Risk assessments completed by agencies — cloud services

Email: ictassurance@dia.govt.nz

Privacy impact

You need to do a privacy impact assessment if you are collecting names, email addresses or anything that is considered personal information.

The Privacy Commissioner has more information.

What is 'personal information'?

Privacy impact assessment toolkit

Using the cloud

Web accessibility standards

NZ government agency websites need to meet the NZ web standards.

Web accessibility standard

Tools need to be able to be used by people with disabilities who use assistive technology. For example:

  • videos need to have captions and a transcript
  • survey forms need to be keyboard accessible, and include instructions
  • PDF and Word documents need to be accessible, or you need to provide accessible versions like HTML
  • content must be tagged with the correct language, such as <html lang="mi"> to show a page is in Māori
  • any images that aren’t decorative need alt text
  • any infographics need a long description.

Tell people about an issue

What to think about

  • Know who the audience for your engagement is and make your information engaging for them.
  • As a baseline, all the content needs to be easy to understand and accessible.

Tools

Social media platforms that have had cloud risk assessments done by government agencies include:

  • Facebook
  • LinkedIn
  • Twitter
  • YouTube

Cloud tools that have had risk assessments

Web platforms (like an agency’s own content management system) are another tool.

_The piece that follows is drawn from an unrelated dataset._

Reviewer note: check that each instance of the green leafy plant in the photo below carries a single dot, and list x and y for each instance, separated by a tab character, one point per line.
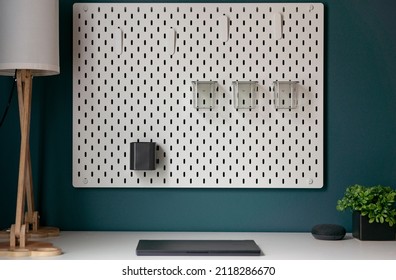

Get feedback on a policy, service or issue

What to think about

  • Make the content easy to understand and engaging — large discussion documents are hard for people to read and understand.
  • Think ahead about how you’re going to analyse the content before you set it up. Quantitative questions are faster to analyse and get insights from. If you have open questions, it will be harder to analyse unless you have access to a policy tool.
  • Think about how you will publish the submissions and whether you will give the option for anonymous feedback. It will need to be part of the set-up.
  • If you have a multilingual survey, make sure the tool you’re going to use can do this and you can access translation skills.

Tools

Survey tools that have had cloud risk assessments done by government agencies include:

  • Survey Gizmo
  • Survey Monkey
  • Formsite
  • CitzenSpace (Delib)

Cloud tools that have had risk assessments

Get agreement on an issue

What to think about

  • Sensitive subjects (like state abuse) may need closed or invite-only forums.
  • Facilitating and moderating discussions takes time. You also need skills to help bring people with very different opinions together.
  • Check you’ve got enough trained people to support it.

Tools

Discussion and consensus decision making tools that have had cloud risk assessments done by government agencies include:

  • Loomio
  • Dialogue (Delib)

Cloud tools that have had risk assessments

Service design tools (such as focus groups and intercept interviews) can provide the in-person method to support the tool.

Service design tools

Work together on a policy or issue

If you want to work together on a policy or issue, you need a tool where you can ask for points of view, concerns and ideas with no pre-set direction. It's about building a community.

What to think about

  • It takes time to collaborate with people. Make sure this fits with the time you’ve got for an engagement.
  • Genuine community building is a long-term commitment.
  • You need skills to help bring people together.
  • Check you’ve got enough trained people to support it.
  • Set expectations with people on the time needed for them to be involved and the impact it will have.
  • If you are using co-design techniques, make sure people are able to have decision-making power.

Tools

Discussion and consensus decision-making tools that have had cloud risk assessments done by government agencies include:

  • Loomio
  • Dialogue (Delib)

Cloud tools that have had risk assessments

Service design tools (such as focus groups and intercept interviews) can provide the in-person method to support the tool.

Service design tools

Design thinking and co-design are part of this and are powerful tools for understanding problems and working with the public.